“I will postpone that part of it, if you please”—and Dale became rather stiff again—“but with the intention of adverting to it later. What I wish first to lay at rest is something in regard to the hymns employed on the occasion of my attendance. The numbers were one hundred and twenty-six, six hundred and fifty-nine, and one hundred and ten. Now I ask you as man to man, feeling sure you’ll give me a straight answer: Were those hymns specially selected for the reason that I had chanced to drop in?”
Mr. Osborn stopped work, looked round quickly, and his face was all bright and eager.
“No. But did you feel there was a special message to you in them?”
“I wouldn’t put it quite like that,” said Dale guardedly.
“Because it so often happens. It has happened again and again—to my own knowledge.”
“You’ll understand, Mr. Osborn, that I didn’t take them as any way personal to myself—certainly not any way offensive; but it occurred to me that it might perhaps be the habit whenever a stranger dropped in to pick out hymns of strength, with a view to shaking him and warming him up, as it were.”
The pastor resumed his work. “Those hymns were given out the day before—Saturday. Sister Eldridge had asked for one hundred and twenty-six; number six hundred and fifty-nine was, as far as I remember, also bespoken; and I chose number one hundred and ten myself—because it is a great favorite of mine. So you see, Mr. Dale, at the time we settled on those hymns, we did not know that you were coming—and perhaps you did not know it yourself.”
“I did not know it,” said Dale.
“Tell me,” said Mr. Osborn, “how doubt has assailed you.”
“Ah, there you put me a puzzling one;” and Dale puffed at his pipe laboriously.
“You oughtn’t to doubt, you know. You have what men prize—wife, children, and home. You thrive, and the world smiles on you.”
“Yes, I’m more than solvent. I hope to leave Mrs. Dale and the babes secure.”
“But you don’t feel secure yourself?”
“I banked a matter of seven hundred last year.”
“You know I didn’t mean that.” Mr. Osborn worked briskly, and sent the shavings almost to the ceiling. “But still—lots of men have told me that material prosperity renders faith easy and doubt difficult. That’s the awful danger of trouble—the danger of thinking that God has deserted us. It’s easiest to recognize His hand when all’s going well with us. That’s our poor human nature. And then when our sorrows come, it’s the devil’s innings, and he’ll whisper: ’Where’s God now? He isn’t treating you very kindly, is He, in return for all your praying and kneeling and believing?’”
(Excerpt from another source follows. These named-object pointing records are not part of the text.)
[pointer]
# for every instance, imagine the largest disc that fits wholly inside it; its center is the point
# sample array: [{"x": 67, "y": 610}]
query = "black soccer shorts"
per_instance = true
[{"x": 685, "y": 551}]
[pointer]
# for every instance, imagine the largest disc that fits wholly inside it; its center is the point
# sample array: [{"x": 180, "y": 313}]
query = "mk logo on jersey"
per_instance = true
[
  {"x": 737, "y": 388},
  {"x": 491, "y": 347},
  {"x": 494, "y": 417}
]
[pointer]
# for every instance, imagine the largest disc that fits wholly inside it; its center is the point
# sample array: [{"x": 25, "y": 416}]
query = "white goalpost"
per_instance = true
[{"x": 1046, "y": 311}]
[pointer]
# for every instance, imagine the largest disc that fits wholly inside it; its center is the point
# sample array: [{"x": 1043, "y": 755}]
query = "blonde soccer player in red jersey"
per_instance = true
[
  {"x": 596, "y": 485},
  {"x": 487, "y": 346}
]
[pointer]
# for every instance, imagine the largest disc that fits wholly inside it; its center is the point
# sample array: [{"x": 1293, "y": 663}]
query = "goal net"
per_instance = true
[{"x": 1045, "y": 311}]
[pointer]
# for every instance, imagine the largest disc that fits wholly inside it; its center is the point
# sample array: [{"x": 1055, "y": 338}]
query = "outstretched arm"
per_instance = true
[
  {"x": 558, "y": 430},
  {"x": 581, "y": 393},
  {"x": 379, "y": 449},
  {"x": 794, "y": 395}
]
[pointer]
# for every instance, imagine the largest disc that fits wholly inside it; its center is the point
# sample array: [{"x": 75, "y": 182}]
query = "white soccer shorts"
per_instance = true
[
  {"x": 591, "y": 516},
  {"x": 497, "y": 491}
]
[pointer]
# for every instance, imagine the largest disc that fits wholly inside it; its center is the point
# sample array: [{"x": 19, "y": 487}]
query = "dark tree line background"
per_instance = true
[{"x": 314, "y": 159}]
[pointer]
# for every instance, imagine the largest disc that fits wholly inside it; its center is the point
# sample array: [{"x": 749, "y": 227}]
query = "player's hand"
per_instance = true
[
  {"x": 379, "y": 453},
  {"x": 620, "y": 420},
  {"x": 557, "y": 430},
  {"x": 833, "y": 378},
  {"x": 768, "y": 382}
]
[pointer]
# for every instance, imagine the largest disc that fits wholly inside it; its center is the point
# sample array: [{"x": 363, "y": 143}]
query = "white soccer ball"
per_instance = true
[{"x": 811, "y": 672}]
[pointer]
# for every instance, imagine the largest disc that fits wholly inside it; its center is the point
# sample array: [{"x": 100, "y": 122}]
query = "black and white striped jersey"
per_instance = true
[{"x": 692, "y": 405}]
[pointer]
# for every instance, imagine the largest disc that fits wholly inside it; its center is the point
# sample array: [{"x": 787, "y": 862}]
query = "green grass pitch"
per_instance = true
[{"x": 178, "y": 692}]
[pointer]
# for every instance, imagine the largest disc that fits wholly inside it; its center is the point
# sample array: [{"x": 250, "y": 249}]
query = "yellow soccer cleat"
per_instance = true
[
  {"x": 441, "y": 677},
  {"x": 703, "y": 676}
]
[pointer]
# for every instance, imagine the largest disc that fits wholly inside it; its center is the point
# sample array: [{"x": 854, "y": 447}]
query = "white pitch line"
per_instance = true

“Yes, that just hits the nail on the head. It was what I said—at a period when trouble fell upon me. It was how the doubt came in and the belief went out. And nowadays, when, as you mention, things run smooth and I know I’ve much to be thankful for, the doubt holds firm. For one thing prob’bly, I read a great deal; I’ve crammed my head with science; can’t ever have enough of it. But, of course, I’m but an ignorant man compared with you.”